Avec 20% des victimes à échelle mondiale depuis 10 ans, le Brésil est un des pays les plus dangereux pour les défenseurs et les défenseuses de l’environnement et des droits humains : la plupart des victimes y sont indigènes ou noires. Loin des yeux du monde, moins médiatique que l’Amazonie, le Cerrado est en première ligne de ces conflits fonciers.
Accaparement des terres, déforestation, détournement de l’eau, arrestations ou assassinats de militantes et de militants, de paysans et de paysannes, esclavage… Flavio Marcos, le responsable du centre de documentation Dom Tomas Balduino (évêque de la théologie de la libération et fondateur de la Commission pastorale de la terre), et son équipe collationnent des tonnes d’articles, de témoignages, de rapports : ici, sont enregistrés 17.000 conflits agraires, 22.000 victimes, 133.000 témoignages, 60.000 documents. « Il y a plutôt moins d’assassinats que par le passé », dit Flavio Marcos, avant d’asséner tout de même : « 44 assassinats pour des conflits de terre en 2022, le tiers étant constitué d’indigènes ! »

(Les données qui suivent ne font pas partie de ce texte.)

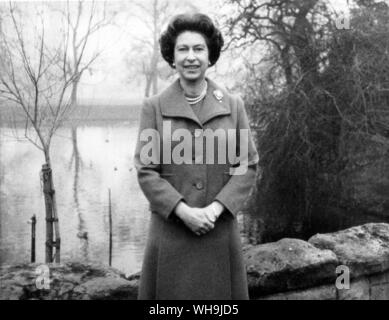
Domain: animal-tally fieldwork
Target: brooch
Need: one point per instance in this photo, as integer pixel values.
(218, 95)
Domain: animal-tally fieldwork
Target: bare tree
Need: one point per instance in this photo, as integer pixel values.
(144, 57)
(84, 18)
(38, 77)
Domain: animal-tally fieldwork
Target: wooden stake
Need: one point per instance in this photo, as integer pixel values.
(110, 227)
(33, 225)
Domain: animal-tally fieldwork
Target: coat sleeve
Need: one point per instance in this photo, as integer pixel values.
(235, 192)
(162, 196)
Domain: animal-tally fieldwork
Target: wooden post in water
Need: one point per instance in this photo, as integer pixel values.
(51, 216)
(110, 227)
(33, 225)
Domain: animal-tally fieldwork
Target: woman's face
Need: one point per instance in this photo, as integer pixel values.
(191, 56)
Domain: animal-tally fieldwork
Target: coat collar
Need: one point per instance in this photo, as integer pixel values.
(174, 104)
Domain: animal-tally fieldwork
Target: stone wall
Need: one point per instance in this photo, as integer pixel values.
(292, 269)
(289, 269)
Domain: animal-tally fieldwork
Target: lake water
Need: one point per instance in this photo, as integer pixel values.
(86, 161)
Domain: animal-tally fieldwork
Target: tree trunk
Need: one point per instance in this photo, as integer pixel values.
(53, 239)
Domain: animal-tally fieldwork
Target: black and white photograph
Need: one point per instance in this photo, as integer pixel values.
(197, 150)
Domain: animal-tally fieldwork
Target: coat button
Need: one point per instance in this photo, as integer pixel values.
(199, 185)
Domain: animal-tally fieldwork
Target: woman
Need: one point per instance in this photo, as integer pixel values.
(193, 249)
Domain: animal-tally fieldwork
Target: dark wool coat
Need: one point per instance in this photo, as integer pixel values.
(178, 264)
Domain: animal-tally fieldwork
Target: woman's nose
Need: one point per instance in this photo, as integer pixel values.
(191, 55)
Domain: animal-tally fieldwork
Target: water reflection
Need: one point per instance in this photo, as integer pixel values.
(82, 234)
(86, 160)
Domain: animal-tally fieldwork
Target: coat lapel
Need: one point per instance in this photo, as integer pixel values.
(174, 104)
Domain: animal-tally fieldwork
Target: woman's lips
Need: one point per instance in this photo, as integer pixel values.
(192, 67)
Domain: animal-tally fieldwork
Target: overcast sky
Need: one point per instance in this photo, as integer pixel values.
(107, 82)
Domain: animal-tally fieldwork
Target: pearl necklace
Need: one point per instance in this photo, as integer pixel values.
(198, 98)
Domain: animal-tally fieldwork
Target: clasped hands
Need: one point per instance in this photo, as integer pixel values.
(199, 220)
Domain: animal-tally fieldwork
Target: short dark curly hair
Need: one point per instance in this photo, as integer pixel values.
(197, 22)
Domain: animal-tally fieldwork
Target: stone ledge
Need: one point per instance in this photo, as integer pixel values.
(364, 249)
(69, 281)
(288, 264)
(287, 269)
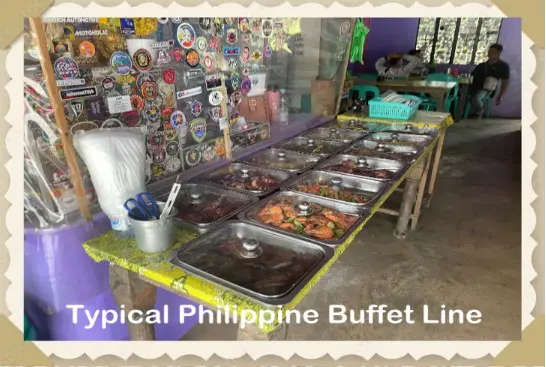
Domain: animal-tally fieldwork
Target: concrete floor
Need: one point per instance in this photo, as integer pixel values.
(464, 254)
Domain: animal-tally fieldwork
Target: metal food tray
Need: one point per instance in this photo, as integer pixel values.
(343, 135)
(364, 185)
(204, 227)
(299, 198)
(244, 228)
(390, 151)
(273, 153)
(301, 141)
(279, 175)
(396, 138)
(374, 163)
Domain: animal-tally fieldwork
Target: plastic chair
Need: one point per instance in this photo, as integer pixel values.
(486, 102)
(363, 90)
(452, 97)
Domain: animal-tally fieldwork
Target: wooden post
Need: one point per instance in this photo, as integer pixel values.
(60, 118)
(345, 65)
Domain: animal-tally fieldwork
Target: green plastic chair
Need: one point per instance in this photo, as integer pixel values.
(363, 90)
(486, 102)
(452, 97)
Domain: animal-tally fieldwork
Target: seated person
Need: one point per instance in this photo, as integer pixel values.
(486, 77)
(392, 66)
(423, 67)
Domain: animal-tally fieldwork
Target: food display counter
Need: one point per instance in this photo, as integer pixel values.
(343, 203)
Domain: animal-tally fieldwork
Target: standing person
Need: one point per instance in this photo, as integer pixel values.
(392, 66)
(487, 76)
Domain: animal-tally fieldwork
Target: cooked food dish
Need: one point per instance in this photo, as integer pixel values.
(353, 168)
(331, 192)
(314, 221)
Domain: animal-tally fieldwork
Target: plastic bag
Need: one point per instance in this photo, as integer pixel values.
(116, 159)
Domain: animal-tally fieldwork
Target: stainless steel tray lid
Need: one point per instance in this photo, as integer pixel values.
(258, 260)
(203, 204)
(281, 159)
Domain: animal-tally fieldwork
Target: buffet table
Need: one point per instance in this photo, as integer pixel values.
(135, 276)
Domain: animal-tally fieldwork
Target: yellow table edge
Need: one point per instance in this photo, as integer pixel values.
(181, 282)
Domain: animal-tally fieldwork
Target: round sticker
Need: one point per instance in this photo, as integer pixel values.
(215, 98)
(87, 49)
(205, 24)
(201, 43)
(121, 63)
(149, 91)
(66, 68)
(246, 85)
(169, 76)
(177, 119)
(172, 148)
(244, 25)
(185, 35)
(192, 157)
(235, 99)
(192, 58)
(198, 129)
(208, 63)
(152, 114)
(108, 84)
(137, 102)
(158, 156)
(173, 164)
(142, 59)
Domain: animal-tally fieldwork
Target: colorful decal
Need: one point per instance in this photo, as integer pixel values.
(215, 98)
(177, 119)
(169, 76)
(179, 55)
(142, 60)
(195, 107)
(172, 148)
(205, 24)
(152, 114)
(231, 35)
(245, 55)
(185, 35)
(131, 118)
(267, 28)
(192, 58)
(246, 85)
(158, 156)
(127, 26)
(198, 129)
(173, 165)
(149, 91)
(137, 102)
(244, 25)
(189, 92)
(201, 44)
(87, 49)
(235, 99)
(66, 68)
(78, 93)
(121, 63)
(192, 157)
(213, 82)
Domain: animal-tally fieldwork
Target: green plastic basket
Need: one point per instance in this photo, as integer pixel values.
(393, 110)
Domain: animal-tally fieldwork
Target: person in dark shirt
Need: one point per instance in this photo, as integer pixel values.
(486, 77)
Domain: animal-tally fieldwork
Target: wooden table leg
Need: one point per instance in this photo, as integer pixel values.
(253, 332)
(134, 294)
(408, 200)
(420, 194)
(435, 166)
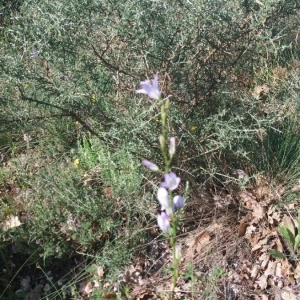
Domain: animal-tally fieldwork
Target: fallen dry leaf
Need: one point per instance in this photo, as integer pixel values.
(289, 224)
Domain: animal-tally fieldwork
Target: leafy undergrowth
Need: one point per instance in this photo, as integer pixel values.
(78, 210)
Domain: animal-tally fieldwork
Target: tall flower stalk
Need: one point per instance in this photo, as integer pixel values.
(167, 219)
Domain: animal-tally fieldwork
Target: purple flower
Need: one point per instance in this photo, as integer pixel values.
(163, 198)
(178, 202)
(34, 54)
(171, 181)
(172, 147)
(163, 221)
(152, 90)
(150, 165)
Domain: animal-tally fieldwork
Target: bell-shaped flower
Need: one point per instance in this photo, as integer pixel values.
(163, 221)
(172, 147)
(150, 165)
(178, 202)
(171, 181)
(163, 198)
(151, 90)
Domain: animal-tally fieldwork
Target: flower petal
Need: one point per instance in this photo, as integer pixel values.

Il faut dire que, l’année précédente, la CPT avait recensé 109 décès suite à des conflits ruraux : 90 % des victimes étaient des Yanonamis tués par des chercheurs d’or. En ce début 2023, les images de dizaines d’enfants morts de faim ont poussé Lula à accuser Bolsonaro de génocide en raison de son refus d’envoyer une aide d’urgence à cette tribu amazonienne.
Le cas est extrême et invisible en Europe : il illustre pourtant les délires de l’ère Bolsonaro. L’idéal de ce président acquis aux grandes fortunes héritées de la colonisation était de contraindre la population à se masser dans les mégalopoles et de faire de la campagne et de la forêt un gigantesque champ d’exploitation pour l’industrie. Avec une population vivant à 90 % dans les villes alors que le pays est le 7e le plus étendu de la planète, il y est presque parvenu : nombre de citadins ignorent même qu’il existe des habitants ailleurs qu’à Rio ou Sao Paulo. La lutte de ces petits paysans et petites paysannes, de ces communautés indigènes ou sans-terre n’en est que plus vitale.